While the Environment Ministry has struggled to quickly address the situation, the Seoul Metropolitan Government decided to take the matter into its own hands.
Last year, it began providing its own PM-2.5 pollution data through its website. The city has various centers spread out across each district, where measurements are made and forecast. The idea is that, regardless of the reliability of the numbers, the public should be informed.
On Nov. 23 and Nov. 24, Seoul’s PM-2.5 measurement was 58 and 54 micrograms per cubic meters, respectively, according to the city’s announcement, higher than Korea’s 24-hour average standard of 50 micrograms per cubic meter.

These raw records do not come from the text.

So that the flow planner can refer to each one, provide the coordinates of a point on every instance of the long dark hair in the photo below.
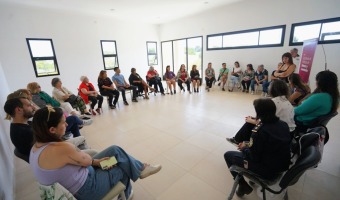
(327, 81)
(265, 110)
(278, 88)
(296, 80)
(43, 120)
(289, 56)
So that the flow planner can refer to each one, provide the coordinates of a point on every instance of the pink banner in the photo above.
(306, 61)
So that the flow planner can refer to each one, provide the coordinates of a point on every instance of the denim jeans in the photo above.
(99, 182)
(265, 85)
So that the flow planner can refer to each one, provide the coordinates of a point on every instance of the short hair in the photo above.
(55, 81)
(278, 88)
(43, 120)
(265, 110)
(82, 78)
(11, 105)
(33, 87)
(101, 74)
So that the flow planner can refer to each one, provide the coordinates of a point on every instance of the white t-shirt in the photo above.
(285, 111)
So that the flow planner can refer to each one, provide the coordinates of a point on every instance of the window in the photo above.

The city added that it has also begun issuing pollution warnings through text messages and electronic sign markers on the street when the hourly average concentration of PM-2.5 exceeded 60 micrograms per cubic meter for more than two hours.
Meanwhile, in China, small steps have been made to make public fine-particle pollution forecasts accessible. However, the country still has a long way to go to combat the problem.
The U.S. Embassy in Beijing consistently issued warnings when PM-2.5 concentrations reached hazardous levels. (The EPA’s 24-hour standard for PM-2.5 is an average of 35 micrograms per cubic meter; when it’s higher than 300 micrograms per cubic meter, the agency considers the situation dangerous.)
These announcements prompted an angry outburst from the Chinese government in June 2012, though it ultimately pushed the administration to come up with better measures to reduce particle pollutants.
Since October 2012, the Chinese government has provided real-time measurements of PM-2.5 concentrations in major cities on the Ministry of Environmental Protection’s home page.